People love to bash Microsoft. It's too big and stodgy; its Windows operating system always seems to have issues; the company lacks the cool factor of Apple and Google.
But you won't hear any complaints from investors.
Since the start of 2013, shares of the software giant that everyone loves to hate have posted a sizzling total return of 86 per cent, assuming all dividends were reinvested. That's nearly double the total return of the S&P 500 over the same period, also including dividends.
With earnings season under way, investors are hoping Microsoft's fiscal second-quarter results – to be released after the close of trade on Monday – will give the stock another leg up. The Redmond, Wash., company kicks off a busy week for technology company earnings, with Apple, Facebook and Google following on Tuesday, Wednesday and Thursday, respectively.
For investors such as Anil Tahiliani, portfolio manager with McLean & Partners Wealth Management in Calgary, Microsoft has several things going for it.
Chief among them is a wide economic moat. Products such as Microsoft Office, Windows and Exchange are are "well-entrenched in companies around the world," and business customers are reluctant to switch, he says. Enterprise sales account for about 57 per cent of Microsoft's revenue and are more profitable than consumer sales, he adds.
Cloud-based services are another avenue of growth. By moving away from one-time software sales to a subscription-based model for its core products, the company generates recurring revenue, Mr. Tahiliani says.
Perhaps most important, the departure last February of controversial chief executive Steve Ballmer – under whose leadership Microsoft's share price stagnated – has led to a new spirit of optimism and innovation at the company.
"The new CEO [Satya Nadella] is well-respected within the company and has the vision to leverage existing relationships into new product markets," Mr. Tahiliani says. "He is also focused on improving operating margins through expense reduction and will continue returning cash to shareholders."
Josh Olson, an analyst with Edward Jones, agrees that Mr. Nadella is moving Microsoft in the right direction.
He has "outlined his vision for a bold and ambitious new era at Microsoft, with a focus on productivity, cloud computing and mobile devices," Mr. Olson said in a recent note. Mr. Nadella's July, 2014, announcement of 18,000 job cuts "is a testament to his commitment to re-shaping Microsoft."

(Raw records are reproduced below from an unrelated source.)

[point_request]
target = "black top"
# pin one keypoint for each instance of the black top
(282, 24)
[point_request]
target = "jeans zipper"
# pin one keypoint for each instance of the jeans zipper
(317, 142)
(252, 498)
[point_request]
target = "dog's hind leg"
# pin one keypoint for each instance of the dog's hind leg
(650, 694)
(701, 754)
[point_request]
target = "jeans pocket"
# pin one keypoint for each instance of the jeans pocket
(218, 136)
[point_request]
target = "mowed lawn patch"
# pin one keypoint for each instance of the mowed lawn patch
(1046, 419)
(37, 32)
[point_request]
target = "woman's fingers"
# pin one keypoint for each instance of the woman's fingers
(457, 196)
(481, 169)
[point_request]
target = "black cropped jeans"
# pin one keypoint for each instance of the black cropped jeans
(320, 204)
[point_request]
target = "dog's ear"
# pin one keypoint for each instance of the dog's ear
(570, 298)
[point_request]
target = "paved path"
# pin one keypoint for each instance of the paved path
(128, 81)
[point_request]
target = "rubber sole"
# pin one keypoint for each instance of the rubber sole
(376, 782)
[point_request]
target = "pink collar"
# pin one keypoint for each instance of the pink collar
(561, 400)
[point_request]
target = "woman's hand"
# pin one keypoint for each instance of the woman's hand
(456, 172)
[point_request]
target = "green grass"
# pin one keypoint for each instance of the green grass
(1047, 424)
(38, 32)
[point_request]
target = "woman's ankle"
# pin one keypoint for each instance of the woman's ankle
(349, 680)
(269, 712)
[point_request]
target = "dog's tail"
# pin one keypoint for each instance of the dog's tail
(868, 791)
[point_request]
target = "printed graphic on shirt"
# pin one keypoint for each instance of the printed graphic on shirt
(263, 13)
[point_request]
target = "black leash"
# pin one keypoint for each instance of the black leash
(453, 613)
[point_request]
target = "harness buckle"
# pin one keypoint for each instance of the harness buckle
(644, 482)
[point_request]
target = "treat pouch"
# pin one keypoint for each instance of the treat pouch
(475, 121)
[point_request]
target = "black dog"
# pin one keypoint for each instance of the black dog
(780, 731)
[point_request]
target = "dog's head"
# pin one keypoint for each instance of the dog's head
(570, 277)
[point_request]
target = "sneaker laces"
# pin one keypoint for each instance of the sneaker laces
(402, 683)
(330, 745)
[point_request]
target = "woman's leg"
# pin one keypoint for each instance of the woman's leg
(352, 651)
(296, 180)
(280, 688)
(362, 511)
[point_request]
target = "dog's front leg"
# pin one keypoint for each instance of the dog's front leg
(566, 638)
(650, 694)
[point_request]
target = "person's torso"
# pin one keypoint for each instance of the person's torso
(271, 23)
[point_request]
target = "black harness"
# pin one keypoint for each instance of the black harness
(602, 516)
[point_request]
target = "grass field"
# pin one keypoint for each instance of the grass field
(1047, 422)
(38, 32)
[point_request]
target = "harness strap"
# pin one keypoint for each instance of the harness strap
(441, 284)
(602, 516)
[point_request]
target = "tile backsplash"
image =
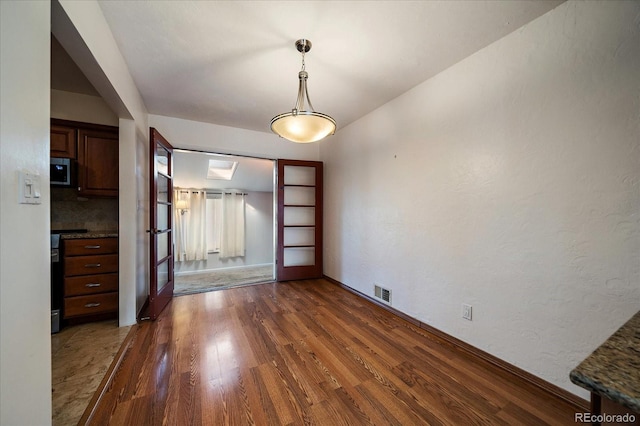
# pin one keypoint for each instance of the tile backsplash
(68, 211)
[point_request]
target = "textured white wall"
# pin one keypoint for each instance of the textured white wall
(83, 108)
(509, 182)
(25, 321)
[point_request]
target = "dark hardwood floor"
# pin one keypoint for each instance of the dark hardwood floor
(307, 352)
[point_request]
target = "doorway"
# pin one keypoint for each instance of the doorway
(224, 218)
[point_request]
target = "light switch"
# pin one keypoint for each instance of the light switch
(29, 188)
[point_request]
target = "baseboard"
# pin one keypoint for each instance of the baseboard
(87, 416)
(581, 405)
(228, 268)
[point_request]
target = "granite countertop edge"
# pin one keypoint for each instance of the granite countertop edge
(92, 234)
(612, 369)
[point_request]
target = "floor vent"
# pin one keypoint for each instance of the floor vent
(382, 294)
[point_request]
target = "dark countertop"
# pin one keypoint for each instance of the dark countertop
(613, 370)
(90, 234)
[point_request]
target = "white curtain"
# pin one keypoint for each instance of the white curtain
(190, 228)
(232, 232)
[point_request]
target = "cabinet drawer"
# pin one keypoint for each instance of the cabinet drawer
(89, 305)
(90, 246)
(90, 265)
(90, 284)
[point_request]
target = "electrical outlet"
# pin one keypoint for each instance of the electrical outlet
(466, 311)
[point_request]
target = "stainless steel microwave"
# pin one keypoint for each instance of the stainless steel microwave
(60, 171)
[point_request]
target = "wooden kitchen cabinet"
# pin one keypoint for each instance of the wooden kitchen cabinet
(97, 163)
(95, 147)
(90, 277)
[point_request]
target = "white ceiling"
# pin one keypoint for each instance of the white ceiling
(234, 63)
(252, 174)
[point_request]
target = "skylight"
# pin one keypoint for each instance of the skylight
(221, 169)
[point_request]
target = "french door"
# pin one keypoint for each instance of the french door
(161, 223)
(299, 242)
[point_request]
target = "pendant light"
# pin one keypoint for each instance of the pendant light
(300, 125)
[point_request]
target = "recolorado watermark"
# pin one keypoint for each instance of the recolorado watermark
(604, 418)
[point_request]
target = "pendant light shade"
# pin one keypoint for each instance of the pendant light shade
(299, 125)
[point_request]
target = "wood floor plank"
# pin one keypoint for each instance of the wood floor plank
(307, 352)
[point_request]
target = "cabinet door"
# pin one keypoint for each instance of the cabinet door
(97, 163)
(63, 142)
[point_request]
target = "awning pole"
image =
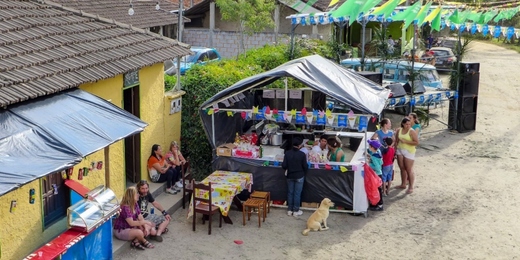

The second-quarter earnings report will provide an update on Mr. Nadella's progress.
For the quarter ended Dec. 31, the company is expected to post adjusted earnings per share of 75 cents (U.S.), down 4 per cent from 78 cents a year earlier, according to analysts surveyed by Bloomberg. Revenue is expected to climb more than 7 per cent to $26.3-billion from $24.5-billion.
However, Microsoft has been known to deliver positive earnings surprises. In six of the past eight quarters, its adjusted earnings have topped estimates, with the stock often rallying on the news.
The company will almost certainly continue to reward shareholders over the long run with regular dividend increases and share buybacks.
Over the past five years, it has raised its dividend at an annualized rate of 17 per cent. While Mr. Olson expects that growth rate to moderate, he still sees the dividend rising at about 12 per cent annually over the next five years, reflecting Microsoft's strong free cash flow generation, solid balance sheet and conservative payout ratio of about 44 per cent of earnings.
Citing the stock's 2.6-per-cent yield and "attractive" multiple of about 16.5 times estimated earnings, he has a "buy" rating on the shares. Wall Street is generally positive on the company: Of the 47 analysts surveyed by Bloomberg, there are 24 "buys", 19 "holds" and four "sells".
The doubters have been wrong about Microsoft for the past few years, and the company may well prove them wrong again.
"With a refresh of nearly all of its flagship products, we expect Microsoft's core businesses to continue to show solid growth and provide a catalyst for the shares," Mr. Olson said.
"In addition, Microsoft's innovative new offerings and solid positioning in cloud computing show promise of new growth."